Saturday, February 18, 2017

Financial Investor Comparison

“Angel investors,” “venture capital,” and “private equity” can be grouped together as “financial investors.”

Before equity crowdfunding, they were just about the only ones willing to take a risk on early-stage companies.

Those who get a financial investor gain a valuable partner, along with their money.

This active role is one reason why some companies prefer financial investors to equity crowdfunding; they get to deal with a small number of large investors, who are highly incentivized to drive the company forward.

“There are times where a startup would be better with angel or VC funding,” admits Yannig Roth of WiSEED, “If your business is not the kind that can expect much traction from a public campaign, or if the benefit your company offers is tricky to explain in a sharp and crisp manner, it could be a lot of effort better spent on talking to financial investors.

If you have a great company being highly sought by VC, you could get the money with less effort.

But don’t forget that crowdfunding offers more than just the money – it offers engagement, visibility and advocacy too”.

The marketing effort is much larger in the typical equity crowdfunding campaign, and if you can get money quickly from a financial investor, then that saved time can instead be put towards other business efforts.

For a lot of startups, though, the idea of a financial investor is anathema to their company culture.

Alicja Chlebna runs Naturalbox, which delivers ethical, organic snacks, health and beauty products. “No banker would share the passion I have for my business.

And most venture capitalists are pretty arrogant, greedy and difficult to work with, from what I know.” Strong words, but Alicja isn’t alone in feeling this way.

Now, let’s be clear that not all venture capitalists fit this description.

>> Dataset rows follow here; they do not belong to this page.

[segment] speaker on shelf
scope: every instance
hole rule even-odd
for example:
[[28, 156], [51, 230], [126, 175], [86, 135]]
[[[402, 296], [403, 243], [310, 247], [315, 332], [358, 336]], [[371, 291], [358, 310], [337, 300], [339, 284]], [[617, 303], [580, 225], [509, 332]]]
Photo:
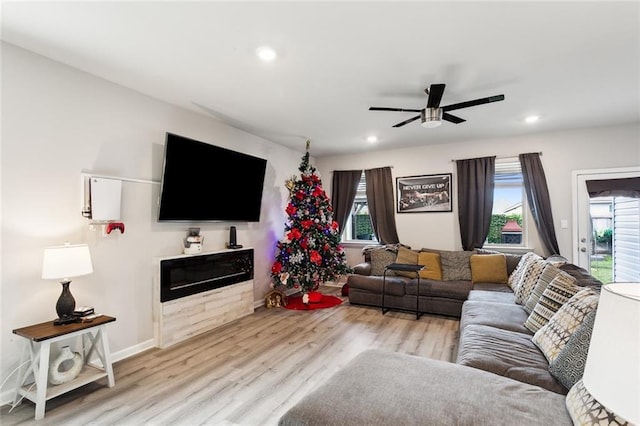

There are a lot of great people in VC that generate win-win environments for themselves and the companies they work with.

But nonetheless it must be said that the industry is still mostly male, and tend to come from similar backgrounds — elite universities, and the corporate world.

It shouldn’t be surprising that among the melting pot of diversity that entrepreneurs represent, some won’t gel well with people from this “VC culture.” And these entrepreneurs are not necessarily less worthy of being funded – but until now, if they needed funding, they haven’t had much choice but to submit themselves to a culture they don’t identify with.

Retaining full control of their culture is one of the real advantages of raising money through crowdfunding.